Lyons James, Paliwal Kuldip K, Dehzangi Abdollah, Heffernan Rhys, Tsunoda Tatsuhiko, Sharma Alok
School of Engineering, Griffith University, Brisbane, QLD 4111, Australia.
University of Iowa, USA.
J Theor Biol. 2016 Mar 21;393:67-74. doi: 10.1016/j.jtbi.2015.12.018. Epub 2016 Jan 19.
Detecting three dimensional structures of protein sequences is a challenging task in biological sciences. For this purpose, protein fold recognition has been utilized as an intermediate step which helps in classifying a novel protein sequence into one of its folds. The process of protein fold recognition encompasses feature extraction of protein sequences and feature identification through suitable classifiers. Several feature extractors are developed to retrieve useful information from protein sequences. These features are generally extracted by constituting protein's sequential, physicochemical and evolutionary properties. The performance in terms of recognition accuracy has also been gradually improved over the last decade. However, it is yet to reach a well reasonable and accepted level. In this work, we first applied HMM-HMM alignment of protein sequence from HHblits to extract profile HMM (PHMM) matrix. Then we computed the distance between respective PHMM matrices using kernalized dynamic programming. We have recorded significant improvement in fold recognition over the state-of-the-art feature extractors. The improvement of recognition accuracy is in the range of 2.7-11.6% when experimented on three benchmark datasets from Structural Classification of Proteins.

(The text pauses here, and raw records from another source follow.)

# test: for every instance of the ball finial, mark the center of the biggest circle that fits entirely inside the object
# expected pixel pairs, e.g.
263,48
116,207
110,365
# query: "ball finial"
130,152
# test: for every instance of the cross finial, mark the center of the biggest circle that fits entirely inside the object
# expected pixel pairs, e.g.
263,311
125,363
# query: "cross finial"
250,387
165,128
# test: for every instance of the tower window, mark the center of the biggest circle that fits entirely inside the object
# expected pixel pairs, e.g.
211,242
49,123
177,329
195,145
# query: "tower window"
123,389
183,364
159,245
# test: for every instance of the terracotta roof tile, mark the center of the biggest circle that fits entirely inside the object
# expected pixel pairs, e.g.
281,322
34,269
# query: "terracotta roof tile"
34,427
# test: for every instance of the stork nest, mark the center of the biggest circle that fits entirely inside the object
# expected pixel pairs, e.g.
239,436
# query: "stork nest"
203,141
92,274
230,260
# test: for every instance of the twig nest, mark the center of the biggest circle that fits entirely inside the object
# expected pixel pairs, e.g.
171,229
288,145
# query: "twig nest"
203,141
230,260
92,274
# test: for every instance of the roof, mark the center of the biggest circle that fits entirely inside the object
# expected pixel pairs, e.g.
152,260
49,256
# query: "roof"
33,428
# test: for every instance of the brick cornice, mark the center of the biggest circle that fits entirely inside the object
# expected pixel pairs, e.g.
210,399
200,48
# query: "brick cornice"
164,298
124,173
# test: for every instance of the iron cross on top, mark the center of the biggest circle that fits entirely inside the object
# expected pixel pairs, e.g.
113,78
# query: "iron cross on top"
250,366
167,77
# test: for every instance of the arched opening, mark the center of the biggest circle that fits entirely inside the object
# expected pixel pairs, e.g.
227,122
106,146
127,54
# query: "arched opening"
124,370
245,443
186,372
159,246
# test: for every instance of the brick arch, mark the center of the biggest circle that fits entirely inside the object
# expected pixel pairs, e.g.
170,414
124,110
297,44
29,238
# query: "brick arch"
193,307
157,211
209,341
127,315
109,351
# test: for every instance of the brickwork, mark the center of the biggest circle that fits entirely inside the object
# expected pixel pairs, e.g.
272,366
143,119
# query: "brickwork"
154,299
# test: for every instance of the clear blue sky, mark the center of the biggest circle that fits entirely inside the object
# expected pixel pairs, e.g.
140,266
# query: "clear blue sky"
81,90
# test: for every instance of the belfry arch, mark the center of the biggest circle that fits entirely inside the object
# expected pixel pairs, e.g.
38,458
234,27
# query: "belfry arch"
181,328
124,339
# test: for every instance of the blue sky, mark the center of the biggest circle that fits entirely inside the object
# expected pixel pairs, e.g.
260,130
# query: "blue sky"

检测蛋白质序列的三维结构是生物科学中的一项具有挑战性的任务。为此,蛋白质折叠识别已被用作中间步骤,有助于将新的蛋白质序列分类到其折叠类型之一中。蛋白质折叠识别过程包括蛋白质序列的特征提取和通过合适的分类器进行特征识别。已经开发了几种特征提取器来从蛋白质序列中检索有用信息。这些特征通常通过构建蛋白质的序列、物理化学和进化特性来提取。在过去十年中,识别准确率方面的性能也在逐步提高。然而,它尚未达到一个合理且被广泛接受的水平。在这项工作中,我们首先应用来自HHblits的蛋白质序列的HMM - HMM比对来提取轮廓HMM(PHMM)矩阵。然后我们使用核动态规划计算各个PHMM矩阵之间的距离。我们记录到与最先进的特征提取器相比,折叠识别有显著改进。在来自蛋白质结构分类的三个基准数据集上进行实验时,识别准确率的提高范围在2.7 - 11.6%之间。